A dynamic single cell-based framework for digital twins to prioritize disease genes and drug targets

A major health care problems today is that drug treatment is ineffective for many patients. This may depend on the involvement of thousands of genes, which vary between patients with the same diagnosis at different time points. Identification and prioritization of upstream regulatory (UR) genes for precision medicine are therefore great challenges.
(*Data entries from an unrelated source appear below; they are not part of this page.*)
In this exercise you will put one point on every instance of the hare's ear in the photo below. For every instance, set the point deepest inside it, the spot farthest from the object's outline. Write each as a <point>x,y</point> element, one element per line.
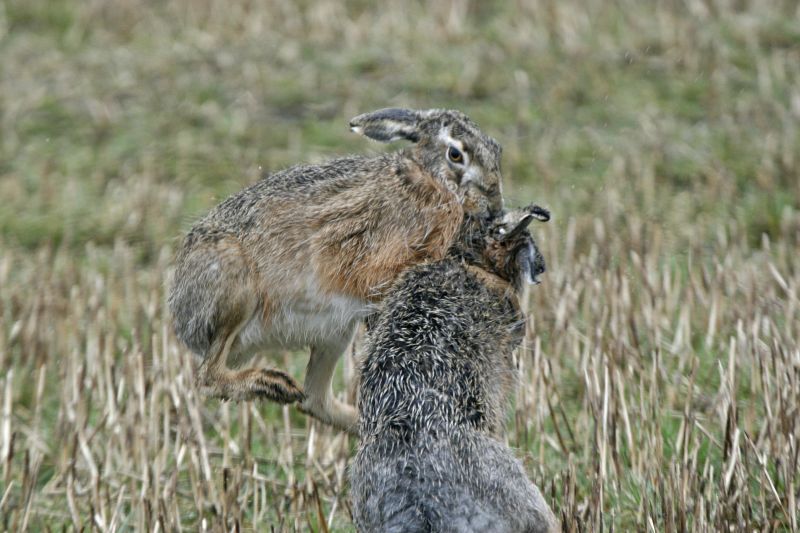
<point>517,220</point>
<point>390,124</point>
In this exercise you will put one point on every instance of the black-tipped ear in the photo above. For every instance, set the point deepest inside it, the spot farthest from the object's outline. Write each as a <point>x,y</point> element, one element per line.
<point>515,221</point>
<point>390,124</point>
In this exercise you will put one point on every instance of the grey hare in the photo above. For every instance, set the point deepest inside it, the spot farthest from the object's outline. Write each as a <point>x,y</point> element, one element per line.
<point>434,383</point>
<point>299,257</point>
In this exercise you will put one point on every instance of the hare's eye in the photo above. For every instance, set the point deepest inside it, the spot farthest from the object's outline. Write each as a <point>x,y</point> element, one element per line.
<point>455,155</point>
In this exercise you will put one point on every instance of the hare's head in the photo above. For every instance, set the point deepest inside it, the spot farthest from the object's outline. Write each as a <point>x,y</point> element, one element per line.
<point>503,245</point>
<point>450,146</point>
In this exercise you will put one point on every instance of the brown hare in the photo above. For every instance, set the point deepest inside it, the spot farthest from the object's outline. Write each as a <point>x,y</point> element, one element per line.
<point>298,258</point>
<point>434,384</point>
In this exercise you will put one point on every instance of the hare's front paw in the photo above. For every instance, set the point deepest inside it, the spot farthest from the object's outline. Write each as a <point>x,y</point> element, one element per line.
<point>278,386</point>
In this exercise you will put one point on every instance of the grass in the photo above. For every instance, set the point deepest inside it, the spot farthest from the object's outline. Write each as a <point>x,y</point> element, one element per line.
<point>658,386</point>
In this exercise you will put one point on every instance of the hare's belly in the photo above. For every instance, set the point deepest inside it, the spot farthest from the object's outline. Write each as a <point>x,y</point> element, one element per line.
<point>300,322</point>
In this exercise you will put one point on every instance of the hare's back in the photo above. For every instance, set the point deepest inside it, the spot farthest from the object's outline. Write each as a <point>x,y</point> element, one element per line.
<point>444,486</point>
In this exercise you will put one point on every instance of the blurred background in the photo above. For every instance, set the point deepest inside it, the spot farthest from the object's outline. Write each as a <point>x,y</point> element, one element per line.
<point>660,381</point>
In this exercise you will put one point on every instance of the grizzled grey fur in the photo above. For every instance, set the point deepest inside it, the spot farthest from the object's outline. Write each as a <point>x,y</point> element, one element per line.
<point>435,380</point>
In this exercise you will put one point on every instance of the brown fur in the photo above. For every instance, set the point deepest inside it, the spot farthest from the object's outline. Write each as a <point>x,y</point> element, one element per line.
<point>297,258</point>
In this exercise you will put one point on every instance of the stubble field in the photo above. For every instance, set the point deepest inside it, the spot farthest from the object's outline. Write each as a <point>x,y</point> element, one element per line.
<point>660,380</point>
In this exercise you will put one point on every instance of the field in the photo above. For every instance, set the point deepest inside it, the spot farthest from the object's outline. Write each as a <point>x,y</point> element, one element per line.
<point>660,380</point>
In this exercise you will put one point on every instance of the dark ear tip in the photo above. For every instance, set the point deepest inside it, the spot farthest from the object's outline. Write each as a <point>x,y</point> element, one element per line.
<point>540,213</point>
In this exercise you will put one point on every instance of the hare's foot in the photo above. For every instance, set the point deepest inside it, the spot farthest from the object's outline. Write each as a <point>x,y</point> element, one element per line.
<point>252,384</point>
<point>330,411</point>
<point>319,401</point>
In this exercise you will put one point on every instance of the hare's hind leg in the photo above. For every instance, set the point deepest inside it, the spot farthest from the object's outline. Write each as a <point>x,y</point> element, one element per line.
<point>319,401</point>
<point>216,379</point>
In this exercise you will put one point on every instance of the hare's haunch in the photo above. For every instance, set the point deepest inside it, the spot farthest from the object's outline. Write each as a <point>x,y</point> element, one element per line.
<point>434,384</point>
<point>298,258</point>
In this study, we present a framework to model dynamic cellulome- and genome-wide changes in digital twins, to prioritize UR genes. We used seasonal allergic rhinitis (SAR) as a disease model because the external trigger (pollen) is known, so that the disease process can be mimicked by time series analyses of in vitro allergen-stimulated PBMC from SAR patients. Based on single cell profiling data from different stages of the disease, we constructed network models, hypothesizing that the directed molecular interactions between cell types could be traced to find an UR cell type and gene. This hypothesis was rejected because the cellular interactions formed multi-directional networks, rather than linear hierarchies. Instead, we were successfully able to rank and prioritize the URs based on their relative effects on the different cell types. We propose that this ranking strategy is a scalable approach for organizing and analyzing cellulome- and genome-wide data in digital twins. Data from scRNA-seq analysis of peripheral blood mononuclear cells (PBMCs), from patients with seasonal allergic rhinitis (SAR) as well as healthy controls. The samples (retrieved outside of the pollen season) were stimulated with pollen extract or diluent, for different time points, 0h (before stimulation), 12 hours, 1 day, 2 days, 3 days, 5 days, and 7 days.